O efeito suspensivo no contencioso pré-contratual ao abrigo da alteração ao CPTA operada pela Lei n.º 118/2019, de 17 de setembro


O efeito suspensivo no contencioso pré-contratual ao abrigo da alteração ao CPTA operada pela Lei n.º 118/2019, de 17 de setembro

1. O âmbito do Contencioso Pré-Contratual

O contencioso pré-contratual é uma das três formas de ação administrativa urgente, insere-se no Título III do CPTA[1]e encontra-se previsto no artigo 100º, nº 1, do CPTA, compreendendo as ações de impugnação dirigidas contra atos administrativos de conteúdo positivo ou pretensões de condenação à prática de atos administrativos, em situação de imissão ou recusa da prática de tais atos, relativos “à formação de contratos de empreitada de obras públicas, de concessão de obras públicas, de concessão de serviços públicos, de aquisição ou locação de bens móveis e de aquisição de serviços[2].”
Consideram-se atos administrativos, para efeitos do nº1 do já mencionado preceito os “praticados por quaisquer entidades adjudicantes ao abrigo de regras de contratação pública”.
Quanto ao prazo para instaurar a ação, este é de um mês, nos termos do artigo 101º, aplicando-se à contagem do prazo o disposto nos artigos: 58º, nº3, 59º e 60º.
            Decorre do acima aludido artigo 101º do CPTA que os processos de contencioso pré-contratual devem ser intentados por quem tenha legitimidade nos termos gerais, o que significa que é parte legitima para deduzir o pedido impugnatório quem, nos termos do artigo 58º do CPTA: “alegue ser titular de um interesse direto e pessoal, designadamente por ter sido lesado pelo ato nos seus direitos ou interesses legalmente protegidos”, e tem legitimidade para peticionar a condenação da entidade adjudicante à prática de ato devido: “Quem alegue ser titular de um direito ou interesse legalmente protegido, dirigido à emissão desse ato;”[3]. Segundo Carlos Cadilha, “o ato pré-contratual poderá ser impugnado por um concorrente preterido ou por quem tenha sido prejudicado pelo facto de não ter sido adotado o procedimento pré-contratual legalmente exigido”[4].

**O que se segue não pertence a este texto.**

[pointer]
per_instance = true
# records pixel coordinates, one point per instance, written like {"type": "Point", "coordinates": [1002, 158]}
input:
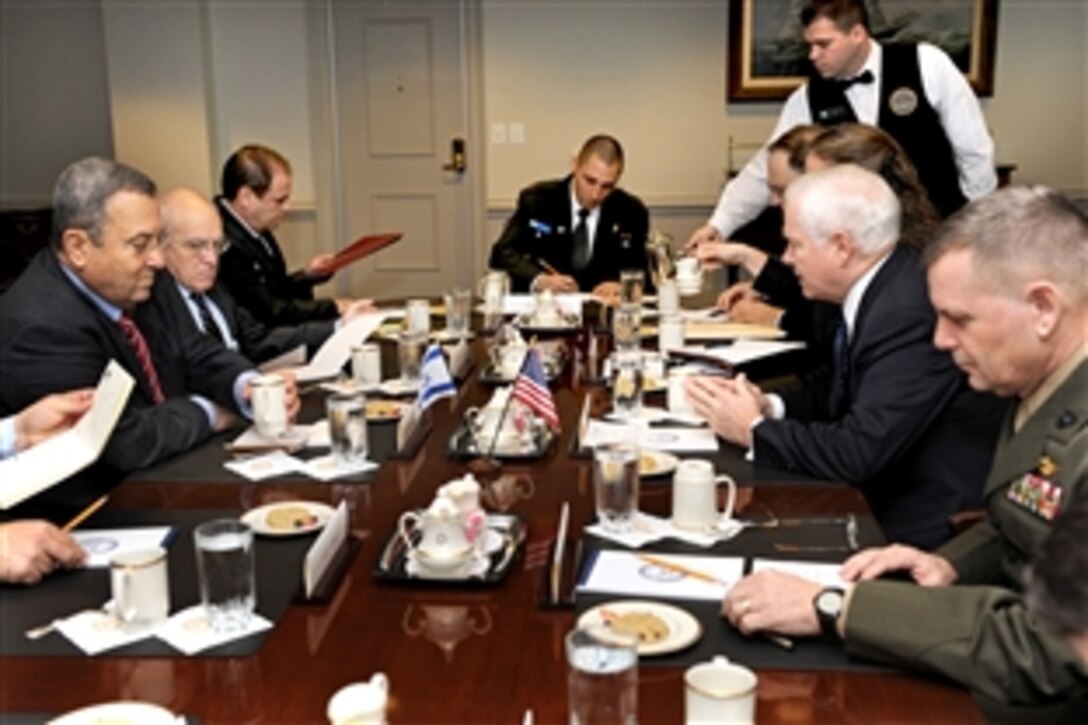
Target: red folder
{"type": "Point", "coordinates": [362, 247]}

2. O efeito suspensivo automático do Contencioso Pré-Contratual antes e depois da alteração introduzida pela Lei 118/2019

O efeito suspensivo automático da decisão de adjudicação é um dos mecanismos destinados a assegurar a utilidade da sentença[5]. Numa primeira aproximação ao efeito suspensivo automático pode dizer-se que este opera nas ações de contencioso pré-contratual cujo objeto seja a impugnação de atos de adjudicação, desde que propostas no prazo de 10 dias  úteis a contar desde a notificação da adjudicação a todos os concorrentes, suspendendo-se automaticamente os efeitos do ato impugnado ou a execução do contrato, no caso de este já ter sido celebrado.

O levantamento do efeito suspensivo só é possível se a entidade demandada e os contrainteressados o requererem ao juiz, “alegando que o diferimento da execução do ato seja gravemente prejudicial para o interesse público ou gerador de consequências lesivas claramente desproporcionadas para outros interesses envolvidos”.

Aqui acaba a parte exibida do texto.